Review promised of cutoff of disability benefits Apfel, nominated to head Social Security, would study aid to children

September 14, 1997|By NEW YORK TIMES NEWS SERVICE

WASHINGTON -- President Clinton's nominee to head the Social Security Administration promises a "top-to-bottom review" to find out whether the government has improperly cut off disability benefits for tens of thousands of children in low-income families.

The nominee, Kenneth S. Apfel, made the pledge last week at a hearing of the Senate Finance Committee. Apfel said that if the Senate confirmed his nomination to be social security commissioner, he would complete the review in 30 days and then decide what "remedial actions," if any, might be needed.

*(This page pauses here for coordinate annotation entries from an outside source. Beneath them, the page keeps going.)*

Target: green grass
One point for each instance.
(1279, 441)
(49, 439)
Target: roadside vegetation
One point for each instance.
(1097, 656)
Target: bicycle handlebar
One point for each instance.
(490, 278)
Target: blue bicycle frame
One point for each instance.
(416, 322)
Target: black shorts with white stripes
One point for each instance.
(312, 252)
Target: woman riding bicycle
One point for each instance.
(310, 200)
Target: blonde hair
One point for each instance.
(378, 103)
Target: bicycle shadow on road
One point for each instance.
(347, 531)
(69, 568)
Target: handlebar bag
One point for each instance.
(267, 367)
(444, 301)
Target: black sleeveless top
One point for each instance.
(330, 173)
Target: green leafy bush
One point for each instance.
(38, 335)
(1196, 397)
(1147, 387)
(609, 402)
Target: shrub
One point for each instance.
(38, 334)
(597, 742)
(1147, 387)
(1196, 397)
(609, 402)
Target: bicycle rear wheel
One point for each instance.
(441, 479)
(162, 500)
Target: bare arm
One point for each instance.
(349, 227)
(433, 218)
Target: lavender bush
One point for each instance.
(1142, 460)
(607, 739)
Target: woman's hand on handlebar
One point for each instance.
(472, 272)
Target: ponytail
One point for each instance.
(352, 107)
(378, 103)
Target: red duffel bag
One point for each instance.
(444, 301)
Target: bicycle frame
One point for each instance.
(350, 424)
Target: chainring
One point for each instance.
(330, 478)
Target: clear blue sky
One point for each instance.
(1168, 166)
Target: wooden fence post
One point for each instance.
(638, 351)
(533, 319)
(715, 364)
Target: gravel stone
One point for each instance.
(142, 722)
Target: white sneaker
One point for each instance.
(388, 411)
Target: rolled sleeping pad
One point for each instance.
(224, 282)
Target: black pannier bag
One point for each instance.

The government has decided to cut off cash benefits for more than 121,000 children because their disabilities are not deemed severe enough to meet the strict new standards established by the 1996 welfare law. Those children represent 59 percent of all the children examined under the law's new criteria.

Apfel is an associate director of the White House Office of Management and Budget, responsible for spending on Social Security, welfare and education.

Until now, Social Security officials have defended their handling of the disability program. They have insisted that they are carrying out the intent of Congress and that there is no evidence of pervasive problems or widespread errors in the decisions.

But Sen. Kent Conrad, a North Dakota Democrat, said that many children with severe disabilities were losing benefits.

He described two such cases. One involves an 8-year-old North Carolina boy who has an IQ of 45, uses a wheelchair and cannot speak. In the other case, a 13-year-old Brooklyn girl has repeatedly tried to kill herself, often hears voices, speaks incoherently and has recently been hospitalized in a psychiatric ward for more than a week.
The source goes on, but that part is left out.